Día 142: La séptima extinción

      El barquero remaba, ignorante del curso de las acciones. La represa se rompía, ignorante del camino del barquero. Se cruzaron por sorpresa, el pequeño navegante, y el caudal de agua. El mundo conocido hasta entonces se convirtió en una gigantesca pecera. 
      Alguien había roto el caño maestro de la Tierra. El agua no paraba de salir. Estaba todo mojado. El barquero, con destreza, continuaba su navegación. Poco parecía importarle aquella acuosa nueva realidad. Miraba hacia sus alrededores con gesto de: "algún día tenía que suceder". 
      En diversos puntos la gente moría ahogada. Algunos esperanzados escalaban los más altos rascacielos. El agua lo tapó todo. Sin excepción. La tierra, de hecho, era una bola azul en su totalidad. El olor a humedad se extendía por los continentes. En vano trataba de nadar las personas. Había demasiada agua. Las olas eran del tamaño de un dinosaurio.

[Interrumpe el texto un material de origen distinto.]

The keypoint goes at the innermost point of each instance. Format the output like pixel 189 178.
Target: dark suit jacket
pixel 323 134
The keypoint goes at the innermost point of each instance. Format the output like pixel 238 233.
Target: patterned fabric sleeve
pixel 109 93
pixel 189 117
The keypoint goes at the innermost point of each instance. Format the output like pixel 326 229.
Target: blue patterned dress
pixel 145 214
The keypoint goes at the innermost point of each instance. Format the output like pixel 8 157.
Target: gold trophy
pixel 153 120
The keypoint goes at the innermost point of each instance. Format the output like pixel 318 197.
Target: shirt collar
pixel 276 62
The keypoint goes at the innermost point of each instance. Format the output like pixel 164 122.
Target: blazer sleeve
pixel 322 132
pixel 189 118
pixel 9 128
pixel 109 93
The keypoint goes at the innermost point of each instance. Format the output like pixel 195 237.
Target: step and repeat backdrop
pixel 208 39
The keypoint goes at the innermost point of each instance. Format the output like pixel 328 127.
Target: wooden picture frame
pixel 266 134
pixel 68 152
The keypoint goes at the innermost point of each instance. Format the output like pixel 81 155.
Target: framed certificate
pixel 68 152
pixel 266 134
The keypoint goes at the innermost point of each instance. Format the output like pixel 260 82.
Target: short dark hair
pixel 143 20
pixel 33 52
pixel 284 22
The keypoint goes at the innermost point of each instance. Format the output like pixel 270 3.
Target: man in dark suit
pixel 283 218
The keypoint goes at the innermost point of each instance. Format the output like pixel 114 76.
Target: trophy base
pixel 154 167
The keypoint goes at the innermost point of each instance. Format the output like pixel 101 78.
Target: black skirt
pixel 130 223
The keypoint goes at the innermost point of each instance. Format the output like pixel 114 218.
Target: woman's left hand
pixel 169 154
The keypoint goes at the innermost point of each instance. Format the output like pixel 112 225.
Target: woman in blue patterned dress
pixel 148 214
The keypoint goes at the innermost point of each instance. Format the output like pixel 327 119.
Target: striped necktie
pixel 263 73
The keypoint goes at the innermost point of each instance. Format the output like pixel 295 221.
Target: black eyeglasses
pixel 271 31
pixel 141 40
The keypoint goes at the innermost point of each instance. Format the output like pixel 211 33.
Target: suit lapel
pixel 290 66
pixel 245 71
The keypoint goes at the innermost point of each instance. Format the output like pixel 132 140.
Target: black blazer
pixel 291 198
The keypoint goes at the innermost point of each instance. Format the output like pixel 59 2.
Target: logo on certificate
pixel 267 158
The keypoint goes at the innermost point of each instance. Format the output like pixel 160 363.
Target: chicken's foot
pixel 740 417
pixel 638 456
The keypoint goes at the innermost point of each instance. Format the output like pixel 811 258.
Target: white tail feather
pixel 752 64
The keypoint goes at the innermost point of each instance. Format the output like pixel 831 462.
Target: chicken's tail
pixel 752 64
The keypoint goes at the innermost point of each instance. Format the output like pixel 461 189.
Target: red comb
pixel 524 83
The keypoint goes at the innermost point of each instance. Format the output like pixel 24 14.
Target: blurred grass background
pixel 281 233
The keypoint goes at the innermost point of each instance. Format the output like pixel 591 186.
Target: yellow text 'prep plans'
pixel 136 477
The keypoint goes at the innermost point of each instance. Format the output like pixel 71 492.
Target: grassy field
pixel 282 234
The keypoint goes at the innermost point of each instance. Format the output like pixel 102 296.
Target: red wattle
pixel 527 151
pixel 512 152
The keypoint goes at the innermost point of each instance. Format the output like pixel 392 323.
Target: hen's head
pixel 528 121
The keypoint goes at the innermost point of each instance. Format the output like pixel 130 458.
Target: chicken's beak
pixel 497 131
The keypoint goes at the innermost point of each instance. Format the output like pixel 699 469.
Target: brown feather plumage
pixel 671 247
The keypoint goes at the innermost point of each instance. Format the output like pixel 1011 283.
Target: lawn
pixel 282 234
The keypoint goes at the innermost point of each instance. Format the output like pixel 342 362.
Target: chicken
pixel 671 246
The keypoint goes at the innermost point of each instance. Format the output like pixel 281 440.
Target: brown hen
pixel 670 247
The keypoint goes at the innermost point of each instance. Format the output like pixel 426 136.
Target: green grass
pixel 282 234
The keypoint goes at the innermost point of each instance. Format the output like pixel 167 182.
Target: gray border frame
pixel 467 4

      Las grandes embarcaciones se partían al medio con la fuerza de los tsunamis. Luego de varias horas los aviones acusaban la falta de combustible y caían como moscas al nuevo super océano terrestre. Al pequeño barquero poco le importaban los cataclismos. Él remaba. 
      A un par de kilómetros de distancia reconoció el lugar de la fuga. Un cajón negro asomaba de la barca. Un cajón de herramientas. De ahí sacó los elementos necesarios para reparar el escape de agua. Con el equipo de buceo colocado, el barquero descendió al océano.
      La grieta era minúscula. Apenas unas cuantas piedras desviadas evidenciaban el problema. Luego de aplicar un parche para detener la fuga de agua volvió a la superficie.
      Herramientas a su lugar. Problema solucionado. El barquero tomó la radio y comunicó a la Central que ya estaba resuelto el inconveniente con los humanos. La Central procedió al desagote y emitió los formularios correspondientes a todas las dependencias para iniciar el repoblado de la Tierra.